“That’s proof positive,” said ingenuous Mr. Upton, under his breath.
“Well, I confess it’s something like it in this case; but it was a very awkward moment for me. I hadn’t to let him see I knew him, nor yet that I was following him, and the only way was to abandon the chase as openly as possible. It was then I decided that it was no use leaving poor old Mullins in pawn to the police. I redeemed him without delay. We went back to my new rooms together, which I needn’t tell you I liked so much that I brought a suit-case and took them for a week. Of course, as we had lost the run of Baumgartner, the next best thing was to watch for his return. Mullins took that on while I got some sleep; when I awoke the Park Lane murder was the latest, and I won’t say I didn’t suspect who’d done it. Perhaps I didn’t tell you he had his camera with him as well as beard and goggles, and all three figured in the first reports.”
“But all this time you had no idea my boy was in the house?”
“None whatever; we saw the girl once or twice, but that was all until I wired last night. What I never saw myself was Baumgartner’s return; but in the afternoon I sent Mullins round to another road to try and get a room overlooking the place from the back. Well, the houses were too much class for that; but one was empty, and he got the key and risked going back to prison for the cause! Suffice it that he set eyes on both man and boy before I sent that wire.”
“And you left my son in that murderer’s clutches a minute longer than you could help?” It was a previous incarnation of Pocket’s father that broke in with this.
“You must remember in the first place that I couldn’t be in the least sure it was your son; in the second, if murder had been intended, murder would have been done with as little delay in his case as in the others; thirdly, that we’ve nothing to show that Dr. Baumgartner is an actual murderer at all, but, fourthly, that to raid his place was the way to make him one. Poor Mullins, too, as the original Sherlock of the show, was desperately against calling in the police under any circumstances. He assured me there was no sign of bad blood about the house, until the small hours, and then he saw your son make his escape. I told him he should have collared the lad, but he lost sight of him in the night and preferred to keep an eye on that poor desperate doctor.”

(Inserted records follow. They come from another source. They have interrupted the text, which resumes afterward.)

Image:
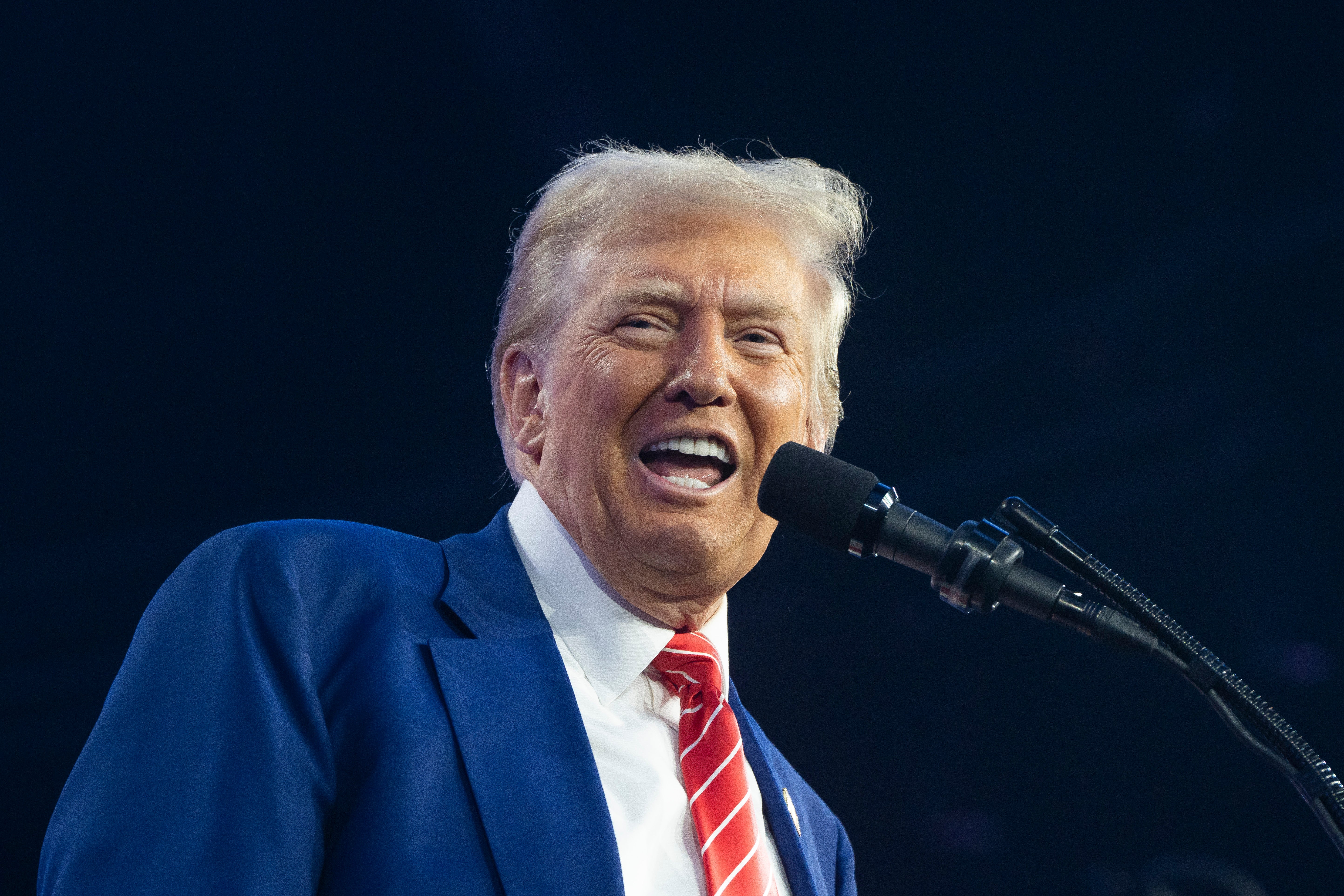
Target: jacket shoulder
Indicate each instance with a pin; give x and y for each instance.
(323, 553)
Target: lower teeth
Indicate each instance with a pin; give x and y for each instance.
(686, 483)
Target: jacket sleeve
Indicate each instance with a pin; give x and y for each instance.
(846, 884)
(210, 768)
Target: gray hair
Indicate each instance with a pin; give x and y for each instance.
(819, 213)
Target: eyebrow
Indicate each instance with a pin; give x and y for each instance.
(671, 293)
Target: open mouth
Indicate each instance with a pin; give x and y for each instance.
(690, 461)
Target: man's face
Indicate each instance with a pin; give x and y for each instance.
(685, 335)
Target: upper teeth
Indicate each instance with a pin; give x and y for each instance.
(698, 447)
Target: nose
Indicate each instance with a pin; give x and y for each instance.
(704, 369)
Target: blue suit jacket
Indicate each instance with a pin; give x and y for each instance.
(317, 707)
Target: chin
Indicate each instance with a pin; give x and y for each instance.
(687, 545)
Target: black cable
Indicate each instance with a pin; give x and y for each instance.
(1314, 778)
(1245, 713)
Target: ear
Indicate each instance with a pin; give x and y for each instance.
(525, 404)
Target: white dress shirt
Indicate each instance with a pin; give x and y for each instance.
(631, 719)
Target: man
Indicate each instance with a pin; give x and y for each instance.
(545, 706)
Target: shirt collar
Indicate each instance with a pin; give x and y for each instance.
(612, 641)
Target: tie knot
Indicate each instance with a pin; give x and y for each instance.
(690, 664)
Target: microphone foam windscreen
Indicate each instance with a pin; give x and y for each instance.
(815, 494)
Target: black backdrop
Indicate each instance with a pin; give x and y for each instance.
(251, 253)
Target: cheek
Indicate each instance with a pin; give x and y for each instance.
(601, 389)
(780, 405)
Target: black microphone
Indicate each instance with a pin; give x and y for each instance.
(975, 567)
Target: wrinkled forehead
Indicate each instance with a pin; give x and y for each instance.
(691, 253)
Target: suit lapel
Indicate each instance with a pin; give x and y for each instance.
(791, 829)
(522, 739)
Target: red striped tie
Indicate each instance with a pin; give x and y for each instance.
(714, 770)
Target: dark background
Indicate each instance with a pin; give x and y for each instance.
(251, 256)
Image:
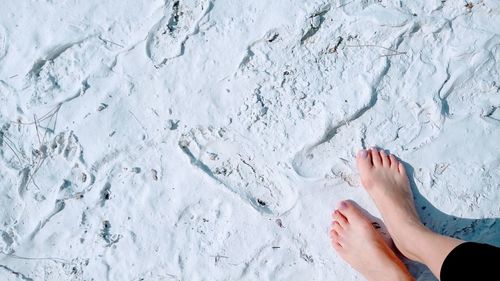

Thrush treated this part of his narrative with the peculiar confidence which most counsel reserve for the less satisfactory aspects of their case. But Mr. Upton was not in a mood to press a point of grievance against anybody. And the name of Mullins reminded him that his curiosity on a very different point had not been gratified.
“Why on earth did you have Mullins run in?” he inquired, with characteristic absence of finesse.
“I’m not very proud of it,” replied Thrush. “It didn’t come off, you see.”
“But whatever could the object have been?”